A regular expression (RegEx) is a sequence of chatacters that expresses a pattern to be searched withing a longer piece of text. re is a Python library for regular expressions, which has several nice methods for working with strings. The list of Frequenctly used characters is available on Moodle and the course page on GitHub.
Sometimes people use RegEx for scraping the web, yet one is not encouraged to do so, as better/safer alternatives exist. Yet, once text data is scraped, RegEx is an important tool for cleaningsand tidying up the dataset.

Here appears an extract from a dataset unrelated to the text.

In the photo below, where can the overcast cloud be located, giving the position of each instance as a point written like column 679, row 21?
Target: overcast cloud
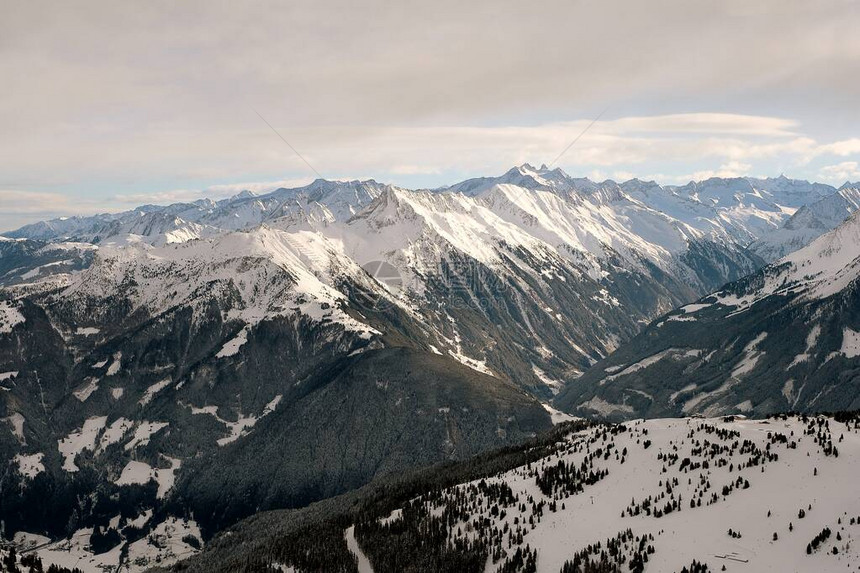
column 109, row 104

Let's now go to Project Gutenberg page and find some book to download. Below, I used as an example the Financier by Theodore Dreiser. The latter can be downloaded and read from local stroage or directly from the URL. We will go for the "download and read" option.
In [3]:
import re
In [4]:
with open("financier.txt","r") as f:
financier = f.readlines()
In [5]:
print financier[2:4]
In [6]:
type(financier)
Out[6]:
Let's see how many times Mr. Dreiser uses the $ sign in his book. For that purpose, the findall() function from the re library will be used. The function receives the expression to search for asa first argument (always inside quotes) and the string to conduct the search on as a second argument. Please, note:
In [11]:
output = re.findall("\$",str(financier))
print output
Let's see at what occasions he used it. More precicely, let's read the amount of money cited in the book. Amount usually comes after the sign, so we will look for all non-whitespace characters after the dollar sign that are followed by a whitespace (that's where the amoun ends). The brackets indicate the component we want to receive as an output.
In [12]:
output = re.findall("(\$\S*)\s",str(financier))
print output
Let's use the | operator (i.e. or) to understand how many $ or @ signs were used by Mr. Dreiser.
In [13]:
output = re.findall("(@|\$)",str(financier))
print output
Let's see how many times the word euro is used. Yet, we do not know whether the author typed Euro with a capital letter or not. So we will have to search both. If we simply put () Python will think that's the text we need to receive. So we must explicitly mention (using ?:) that the text inside brackets is only for OR function, still not meaning that it is the only part of text we want to receive.
In [14]:
output = re.findall("(?:E|e)uro",str(financier))
print output
Of course, there is an easier approac using flags:
In [15]:
output = re.findall("euro",str(financier),re.IGNORECASE)
print output
Now about substitution. If you want to find some text in the file and substitute it with something else, then re.sub command may come in handy. Let's promote me to Harvard:
In [16]:
sample_text = "My email is hdavtyan@aua.am"
In [17]:
# Let's match e-mail first
output = re.findall('\S+@.+',sample_text)
print output
When brackets are used in RegEx, they for an enumerated group, that can be further called based on its order (e.g. first part of the string inside brackets fill be enumerated as the group 1).
In [19]:
# Let's now promote me to Harvard
print re.sub(r'(\S+@)(.+)', r'\1harvard.edu', sample_text)